Optimization

NeMo Retriever Text Embedding NIM (Text Embedding NIM) automatically leverages model- and hardware-specific optimizations intended to improve the performance of embedding models.

The NVIDIA TensorRT-accelerated NIM backend provides support for optimized versions of common models across a number of NVIDIA GPUs. If an optimized engine does not exist for a SKU being used, a GPU-agnostic ONNX backend (using the CUDA Execution Provider) is used instead.

The TensorRT NIM backend includes multiple optimization profiles, catered to floating point precision types supported by each SKU.

Automatic Profile Selection

Text Embedding NIM is designed to automatically select the most suitable profile from the list of compatible profiles based on the detected hardware. Each profile consists of different parameters, which influence the selection process. The sorting logic based on the parameters involved is outlined below:

Compatibility check: Text Embedding NIM filters out the profiles that are not runnable with the detected configuration based on the number and type of GPUs available.
Backend: This can be either TensorRT or ONNX. The optimized TensorRT profiles are preferred over ONNX when available.
Precision: Lower precision profiles are preferred when available. For example, Text Embedding NIM will automatically select FP8 profiles over FP16.

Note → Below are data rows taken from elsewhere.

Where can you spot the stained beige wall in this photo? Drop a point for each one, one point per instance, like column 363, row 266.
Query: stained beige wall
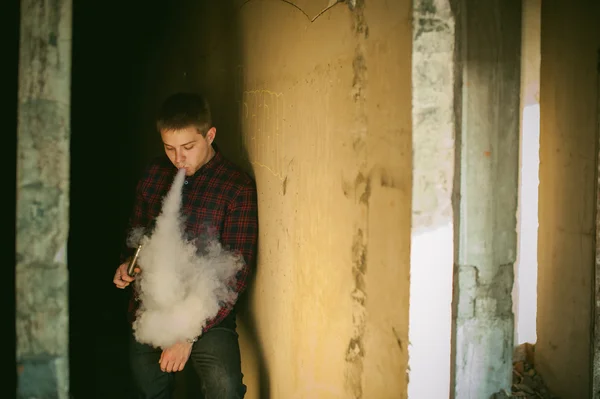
column 319, row 110
column 568, row 90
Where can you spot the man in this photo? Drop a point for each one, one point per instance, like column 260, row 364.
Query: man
column 216, row 196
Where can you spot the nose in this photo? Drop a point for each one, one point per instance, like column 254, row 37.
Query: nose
column 179, row 157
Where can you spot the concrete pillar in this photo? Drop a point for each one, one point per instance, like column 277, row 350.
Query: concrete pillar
column 483, row 329
column 432, row 235
column 570, row 38
column 43, row 199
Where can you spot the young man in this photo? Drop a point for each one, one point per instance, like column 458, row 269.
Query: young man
column 216, row 196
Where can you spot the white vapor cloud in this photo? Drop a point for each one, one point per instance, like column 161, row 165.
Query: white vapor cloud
column 180, row 286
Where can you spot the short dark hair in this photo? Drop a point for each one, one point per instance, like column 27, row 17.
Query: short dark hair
column 183, row 110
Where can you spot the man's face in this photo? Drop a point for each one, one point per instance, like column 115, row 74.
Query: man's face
column 187, row 148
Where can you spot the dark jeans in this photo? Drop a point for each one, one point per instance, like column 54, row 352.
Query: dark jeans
column 215, row 357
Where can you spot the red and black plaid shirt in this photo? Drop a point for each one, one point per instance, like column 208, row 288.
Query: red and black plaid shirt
column 218, row 197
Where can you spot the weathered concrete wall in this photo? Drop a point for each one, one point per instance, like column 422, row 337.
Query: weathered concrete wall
column 525, row 290
column 487, row 200
column 323, row 104
column 568, row 150
column 432, row 241
column 43, row 199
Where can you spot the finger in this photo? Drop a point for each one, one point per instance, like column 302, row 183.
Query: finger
column 169, row 367
column 127, row 278
column 181, row 366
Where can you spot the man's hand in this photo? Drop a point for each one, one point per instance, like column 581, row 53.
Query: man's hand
column 174, row 357
column 122, row 279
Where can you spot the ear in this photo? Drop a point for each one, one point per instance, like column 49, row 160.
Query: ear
column 210, row 135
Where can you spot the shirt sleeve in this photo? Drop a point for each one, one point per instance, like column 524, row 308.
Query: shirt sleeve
column 240, row 235
column 137, row 219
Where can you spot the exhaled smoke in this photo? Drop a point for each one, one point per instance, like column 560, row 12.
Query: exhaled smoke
column 181, row 286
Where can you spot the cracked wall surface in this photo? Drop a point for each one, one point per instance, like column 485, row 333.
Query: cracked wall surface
column 432, row 236
column 319, row 110
column 487, row 202
column 43, row 199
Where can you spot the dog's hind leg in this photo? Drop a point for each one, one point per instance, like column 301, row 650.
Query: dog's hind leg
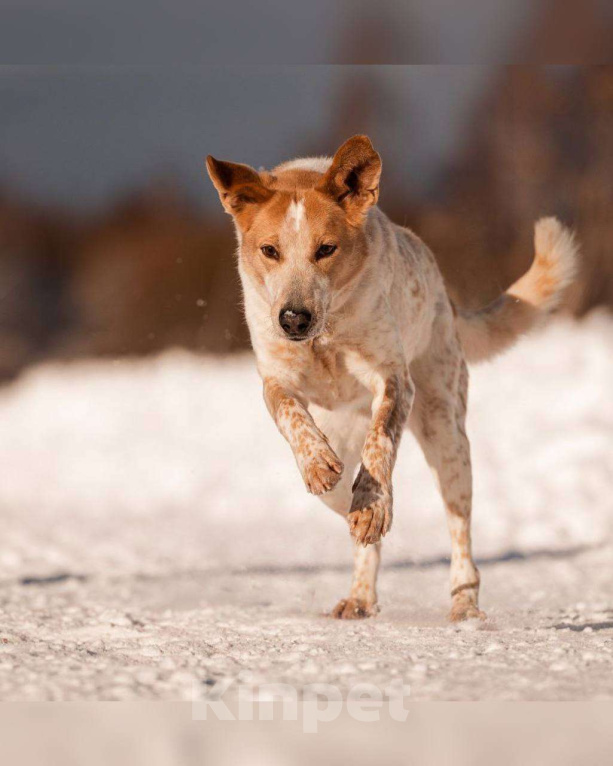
column 437, row 422
column 346, row 431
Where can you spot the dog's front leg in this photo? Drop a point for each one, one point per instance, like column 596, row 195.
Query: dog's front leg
column 320, row 467
column 370, row 516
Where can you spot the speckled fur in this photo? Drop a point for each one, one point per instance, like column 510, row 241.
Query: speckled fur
column 386, row 350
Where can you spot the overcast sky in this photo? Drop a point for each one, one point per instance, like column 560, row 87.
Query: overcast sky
column 83, row 131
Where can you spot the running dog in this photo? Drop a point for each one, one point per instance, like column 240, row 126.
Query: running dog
column 356, row 339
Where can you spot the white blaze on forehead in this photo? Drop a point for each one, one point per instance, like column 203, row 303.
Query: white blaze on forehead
column 296, row 214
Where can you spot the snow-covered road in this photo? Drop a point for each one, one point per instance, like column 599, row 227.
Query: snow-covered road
column 157, row 537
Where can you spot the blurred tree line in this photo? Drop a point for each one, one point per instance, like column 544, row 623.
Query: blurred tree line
column 156, row 270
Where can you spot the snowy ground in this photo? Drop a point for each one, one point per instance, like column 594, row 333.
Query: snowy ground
column 157, row 537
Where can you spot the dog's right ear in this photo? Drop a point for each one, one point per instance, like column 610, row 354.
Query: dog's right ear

This selection is logged at startup. For example:

MODEL PROFILES
- Compatible with system and runnable:
  - ea95501d4e68ce0adf88f962526d1fbac0fa64032495b6f6a421b2c37b62433f (type=ONNX,precision=FP16)
  - ef90a4689f79683f170e365ac4d6988f8c9eb9c4f81f2c58827c3f27ed7cd5a8 (type=TensorRT,precision=fp16,gpu=NVIDIA-A100)
Selected profile: ef90a4689f79683f170e365ac4d6988f8c9eb9c4f81f2c58827c3f27ed7cd5a8
Profile metadata: type: TensorRT
Profile metadata: precision: FP8
Profile metadata: gpu: NVIDIA-A100
Profile metadata: trt_version: 10.0.1
Profile metadata: cuda_major_version: 12

Overriding Profile Selection

Attention

To override this behavior, set a specific profile ID with -e NIM_MODEL_PROFILE=<value>. The following list-model-profiles command lists the available profiles for the IMG_NAME Text Embedding NIM:

docker run --rm --runtime=nvidia --gpus=all $IMG_NAME list-model-profiles

MODEL PROFILES
 - Compatible with system and runnable:
  - ea95501d4e68ce0adf88f962526d1fbac0fa64032495b6f6a421b2c37b62433f (type=ONNX,precision=fp16)
  - ef90a4689f79683f170e365ac4d6988f8c9eb9c4f81f2c58827c3f27ed7cd5a8 (type=TensorRT,precision=fp16,gpu=NVIDIA-A100)
 - Incompatible with system:
   - 2ad8fe56fc5c2cd108b4d177286fbd6c6ea5dcd3de3995cb9aeb83f80ddd5c9e (type=TensorRT,precision=fp16,gpu=NVIDIA-L4)
   - 72972bc1f4dc3f79aff74aa6a9a26d24d27d6f9c74c455dc904b2a2a20f156d2 (type=TensorRT,precision=fp16,gpu=NVIDIA-A10G)
   - c963a7abf0fada9bb5071b700bf7aad8d9d4c993e0995a086ddddd106f1aa4be (type=TensorRT,precision=fp16,gpu=NVIDIA-L40S)
   - f5cfb1a2c2f00bff7f504e78bcce237903a4d257cbb0086ea7856c2df3458a5f (type=TensorRT,precision=fp16,gpu=NVIDIA-H100)

In the previous example, you can set -e NIM_MODEL_PROFILE="f5cfb1a2c2f00bff7f504e78bcce237903a4d257cbb0086ea7856c2df3458a5f" to run the H100 FP16 profile.